Tuesday, December 30, 2008
Northern Hawk Owl
Local birders were recently abuzz over the discovery of a Northern Hawk Owl that's been haunting an intersection of county roads just west of Buckhorn, only ten minutes from our back door. News of the bird's rare local appearance reached us when we were some 1200 km away, in northern Ontario, within the actual breeding range of the Hawk Owl.
We figured the owl would be long gone by the time we returned to Stony Lake and this led us to make an extra effort to find this bird in the north, where we were organizing a Christmas Bird Count. As we drove over frozen logging roads and the Trans-Canada Highway, we searched the spruce-tops and hydro wires for the distinctive silhouette of the Hawk Owl. Nothing (but thousands of Pine Grosbeaks, Common Redpolls and Common Ravens).
On Christmas eve, we neared home in torrential rain and paused at Flynn's Corners where the bird had last been reported on December 20. We scanned the adjacent fields to no avail. Disappointed but hardly surprised, we set off for home.
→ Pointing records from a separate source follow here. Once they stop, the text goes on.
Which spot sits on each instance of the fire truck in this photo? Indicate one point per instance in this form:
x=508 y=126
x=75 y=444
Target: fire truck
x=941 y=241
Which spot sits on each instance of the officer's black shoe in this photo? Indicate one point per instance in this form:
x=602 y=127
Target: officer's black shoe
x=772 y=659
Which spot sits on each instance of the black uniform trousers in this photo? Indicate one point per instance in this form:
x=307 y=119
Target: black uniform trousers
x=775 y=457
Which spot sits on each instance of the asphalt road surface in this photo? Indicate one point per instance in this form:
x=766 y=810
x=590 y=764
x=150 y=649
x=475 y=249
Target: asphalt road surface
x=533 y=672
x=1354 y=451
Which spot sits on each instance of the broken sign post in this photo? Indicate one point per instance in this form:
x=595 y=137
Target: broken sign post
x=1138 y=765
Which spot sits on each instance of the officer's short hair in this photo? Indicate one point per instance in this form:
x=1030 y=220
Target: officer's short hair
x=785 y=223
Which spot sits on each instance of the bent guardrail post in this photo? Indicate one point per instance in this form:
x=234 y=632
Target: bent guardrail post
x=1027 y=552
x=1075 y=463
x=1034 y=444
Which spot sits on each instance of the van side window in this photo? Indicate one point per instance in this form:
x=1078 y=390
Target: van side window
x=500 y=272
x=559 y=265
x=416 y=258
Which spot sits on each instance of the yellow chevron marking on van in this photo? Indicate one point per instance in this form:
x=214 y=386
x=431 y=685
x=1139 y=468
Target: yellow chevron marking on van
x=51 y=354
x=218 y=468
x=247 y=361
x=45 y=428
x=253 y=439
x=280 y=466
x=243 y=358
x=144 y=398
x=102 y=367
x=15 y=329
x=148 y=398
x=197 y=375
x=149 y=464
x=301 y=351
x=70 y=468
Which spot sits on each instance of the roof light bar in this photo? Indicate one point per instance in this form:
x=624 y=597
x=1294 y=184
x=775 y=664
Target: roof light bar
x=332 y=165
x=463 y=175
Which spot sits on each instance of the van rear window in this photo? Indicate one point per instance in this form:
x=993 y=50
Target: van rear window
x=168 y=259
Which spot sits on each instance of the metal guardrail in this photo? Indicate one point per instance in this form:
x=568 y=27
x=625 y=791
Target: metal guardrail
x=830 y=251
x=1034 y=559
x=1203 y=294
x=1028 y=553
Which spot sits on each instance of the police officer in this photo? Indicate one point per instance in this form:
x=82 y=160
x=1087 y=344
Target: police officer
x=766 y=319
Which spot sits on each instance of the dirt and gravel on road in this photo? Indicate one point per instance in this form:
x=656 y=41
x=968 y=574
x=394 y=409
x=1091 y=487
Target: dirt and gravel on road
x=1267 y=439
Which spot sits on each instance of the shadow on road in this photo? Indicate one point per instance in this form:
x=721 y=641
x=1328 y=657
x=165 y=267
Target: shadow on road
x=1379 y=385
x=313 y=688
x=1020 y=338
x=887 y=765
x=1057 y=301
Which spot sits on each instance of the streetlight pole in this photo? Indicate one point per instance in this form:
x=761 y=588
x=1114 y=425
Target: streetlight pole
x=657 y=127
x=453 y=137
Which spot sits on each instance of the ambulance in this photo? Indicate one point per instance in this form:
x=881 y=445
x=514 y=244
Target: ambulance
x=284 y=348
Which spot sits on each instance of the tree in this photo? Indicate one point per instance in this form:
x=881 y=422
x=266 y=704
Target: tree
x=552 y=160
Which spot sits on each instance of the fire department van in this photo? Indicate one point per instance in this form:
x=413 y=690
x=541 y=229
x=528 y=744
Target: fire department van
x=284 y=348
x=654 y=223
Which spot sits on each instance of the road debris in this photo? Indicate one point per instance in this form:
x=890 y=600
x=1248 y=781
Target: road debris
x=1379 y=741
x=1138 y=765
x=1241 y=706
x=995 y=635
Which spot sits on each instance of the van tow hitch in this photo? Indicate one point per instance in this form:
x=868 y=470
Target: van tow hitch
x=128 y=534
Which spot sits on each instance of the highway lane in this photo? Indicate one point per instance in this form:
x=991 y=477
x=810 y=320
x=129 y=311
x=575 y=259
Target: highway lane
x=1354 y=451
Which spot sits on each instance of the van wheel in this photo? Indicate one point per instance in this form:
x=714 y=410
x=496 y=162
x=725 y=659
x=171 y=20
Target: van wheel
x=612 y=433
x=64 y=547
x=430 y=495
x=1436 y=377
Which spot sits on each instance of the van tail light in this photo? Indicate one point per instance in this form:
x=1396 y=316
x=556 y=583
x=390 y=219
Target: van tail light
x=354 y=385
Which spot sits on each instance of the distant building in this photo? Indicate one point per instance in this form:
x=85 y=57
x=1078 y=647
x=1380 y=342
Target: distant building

We rounded the corner on to CR 36 and there was the bird, sitting motionless on a hydro cable. The light was failing and the bird was soaked but there was no mistaking its identity. It turned to face us and we could clearly see its yellow bill and eyes and the dark margins of the facial discs. Beautiful.
We returned again on December 30 and saw the bird in better light. These pictures were taken at a roadside, out our car window.
The photo session was cut short by a pair of Common Ravens that harassed the owl until it flew into a woodlot at the back of the field where it had been hunting.